Whitefield Park
- Location: Cambuslang, Scotland
- Coordinates: 55°48′58″N 4°09′36″W﻿ / ﻿55.8160°N 4.1600°W
- Owner: Cambuslang F.C.
- Surface: Grass

Construction
- Opened: 1888
- Closed: 1897

Tenant
- Cambuslang F.C. (1888–1897)

= Whitefield Park =

Former football ground in Cambuslang, Scotland

Whitefield Park was a football ground in Cambuslang, Scotland. It was the home ground of Cambuslang F.C. between 1888 and 1897, including their two seasons in the Scottish Football League.

==History==
The park was named after 18th century preacher George Whitefield whose Cambuslang Work religious revival events had attracted thousands to the area in 1742. Cambuslang moved to Whitefield Park from Westburn Park in 1888. The ground included an uncovered seated stand on the western side of the pitch and embankment behind the southern end of the pitch; there was also a pavilion in the south-western corner of the site. In 1890 Cambuslang were founder members of the Scottish Football League, and the first league match was played at the ground on 16 August 1890 with Cambuslang beating Vale of Leven 8–2.

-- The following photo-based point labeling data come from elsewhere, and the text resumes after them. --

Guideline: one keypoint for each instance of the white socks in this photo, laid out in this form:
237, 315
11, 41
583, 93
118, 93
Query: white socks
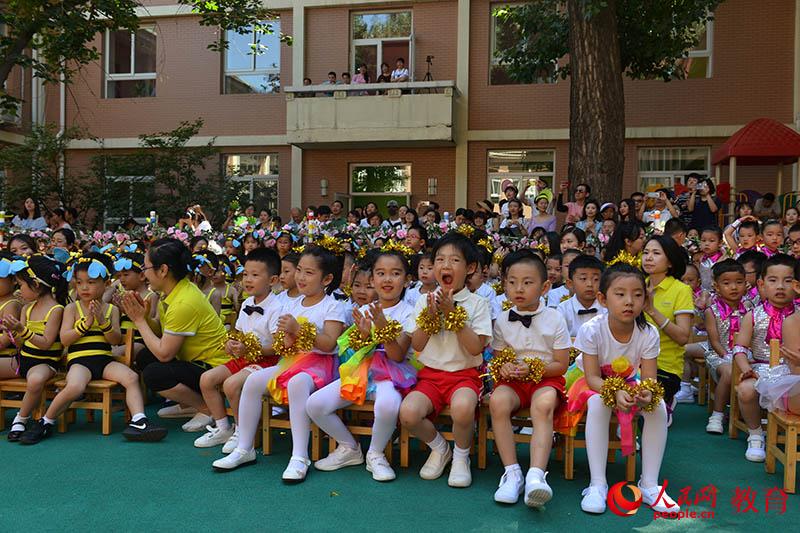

The first-ever hat-trick in the SFL was scored at Whitefield Park on 23 August 1890 when John McPherson scored four goals for Rangers on 23 August 1890. Cambuslang dropped out of the league at the end of the 1891–92 season and folded in 1897.

A lawn bowling club, also named Whitefield, nowadays occupies part of the site, with the remainder being housing.

==Whitefield F.C. ground==

There was also a Whitefield Park in Govan, which was then home ground of the Whitefield F.C. club in the 1880s.